Step d3, is arranged threshold value, and filter record recurrence probability is more than or equal to the field combination of the threshold value as sample set of fields.

7. data quality checking method according to claim 6, which is characterized in that the multiple field repeats then to record weight The calculation formula of multiple probability are as follows:

In formula, p (1,2 ..., k) repeats to record duplicate probability then for field 1,2 ..., k；p₁、p₂、p_i、p_j、p_m、p_kRespectively It repeats then to record duplicate probability for field 1,2, i, j, m, k.

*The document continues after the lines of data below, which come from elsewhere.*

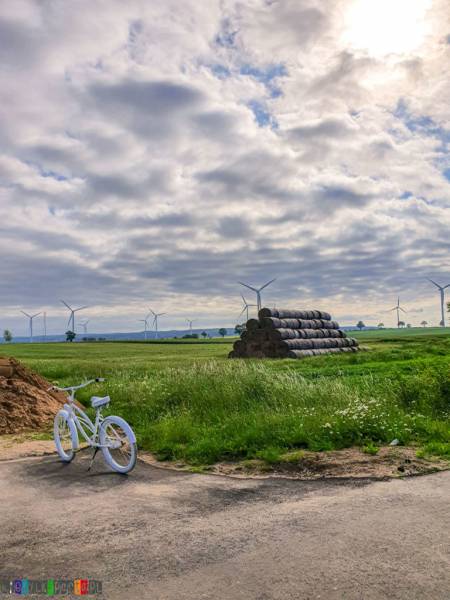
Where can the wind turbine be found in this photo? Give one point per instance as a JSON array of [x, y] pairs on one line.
[[398, 308], [155, 321], [246, 306], [72, 314], [145, 321], [441, 289], [31, 317], [257, 291]]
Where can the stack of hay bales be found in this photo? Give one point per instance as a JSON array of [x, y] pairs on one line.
[[285, 333]]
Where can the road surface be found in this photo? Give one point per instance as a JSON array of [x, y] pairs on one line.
[[160, 534]]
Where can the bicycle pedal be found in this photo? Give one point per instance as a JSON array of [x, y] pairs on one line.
[[92, 459]]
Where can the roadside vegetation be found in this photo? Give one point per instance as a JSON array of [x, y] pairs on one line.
[[188, 402]]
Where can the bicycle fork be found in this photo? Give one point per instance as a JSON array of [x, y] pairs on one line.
[[93, 457]]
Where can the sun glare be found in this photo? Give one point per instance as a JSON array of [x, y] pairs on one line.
[[384, 27]]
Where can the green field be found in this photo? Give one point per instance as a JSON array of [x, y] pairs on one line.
[[187, 401]]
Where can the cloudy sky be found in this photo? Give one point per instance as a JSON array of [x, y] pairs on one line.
[[154, 153]]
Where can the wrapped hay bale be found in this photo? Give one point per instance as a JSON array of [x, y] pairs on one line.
[[275, 323], [286, 313], [287, 333]]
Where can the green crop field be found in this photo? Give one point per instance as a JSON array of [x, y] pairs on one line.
[[187, 401]]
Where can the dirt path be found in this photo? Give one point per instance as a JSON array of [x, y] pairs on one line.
[[168, 535]]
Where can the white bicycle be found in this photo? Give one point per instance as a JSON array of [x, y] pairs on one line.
[[111, 434]]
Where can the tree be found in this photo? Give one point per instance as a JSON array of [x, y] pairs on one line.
[[70, 336]]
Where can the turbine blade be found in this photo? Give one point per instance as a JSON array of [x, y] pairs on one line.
[[436, 284], [249, 286], [268, 283]]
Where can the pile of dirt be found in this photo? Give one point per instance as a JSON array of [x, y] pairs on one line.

8. data quality checking method according to claim 1 or 2 or 3, which is characterized in that

The step f includes: step f1, determines the minimum value N that field number is respectively combined in the sample set of fields；

Step f2 searches for the identical record combination of at least N number of field in two of data to be tested records, detects And it is stored in the combination of the record in the sample set of fields；

Step f3 records the identical record of at least N number of field according to known n-1 item in the record combination of preservation Combination searches n item and records the identical record combination of at least N number of field；It searches less than then terminating；

Step f4 detects and is stored in the record combination that n item records in the sample set of fields, while remembering in n-1 item All subsets for having n-1 item to record of the record combination of the n item record of preservation are deleted in the record combination of record； Return step f3.

9. data quality checking method according to claim 8, which is characterized in that in the step f3, the lookup must The condition that must meet are as follows:

The record combination of the n item record is combined by the record that the n-1 item records to be combined into two-by-two, and this two It is identical for having n-2 item record in the record combination of the n-1 item record；

Each subset for having n-1 item to record of the record combination of the n item record is in the n-1 made of Combination nova Item records in the identical record combination of at least N number of field.

10. a kind of quality of data of repeated data corresponding with the data quality checking method any in claim 1-9 Detection device characterized by comprising

Training set generation unit analyzes the data value of the training sample comprising a plurality of record, generates model training collection, institute The label that model training collection is any two records and its Repeating Field for having Repeating Field is stated, the same value of each field is corresponding Two record numbers be one combination pair；

Sample record indicated weight unit analyzes each combination pair that the model training is concentrated, and will be described by artificial or algorithm Combination is that record repeats or record does not repeat to corresponding two recording marks；Then it chooses whether to continue to train, continuation then weighs It newly determines the training sample and returns to the training set generation unit, otherwise enter sample and combine screening unit；

The sample combines screening unit, calculates one or more fields and repeats then to record duplicate probability, and filters out probability Biggish field combination is as sample set of fields；

Detection data analytical unit analyzes the value of data to be tested, and each different value for exporting each field is corresponding Record number；

Detection data screening unit carries out the data to be tested analyzed according to the sample set of fields to repeat inspection It surveys, filters out the record combination that all Repeating Fields meet the sample set of fields.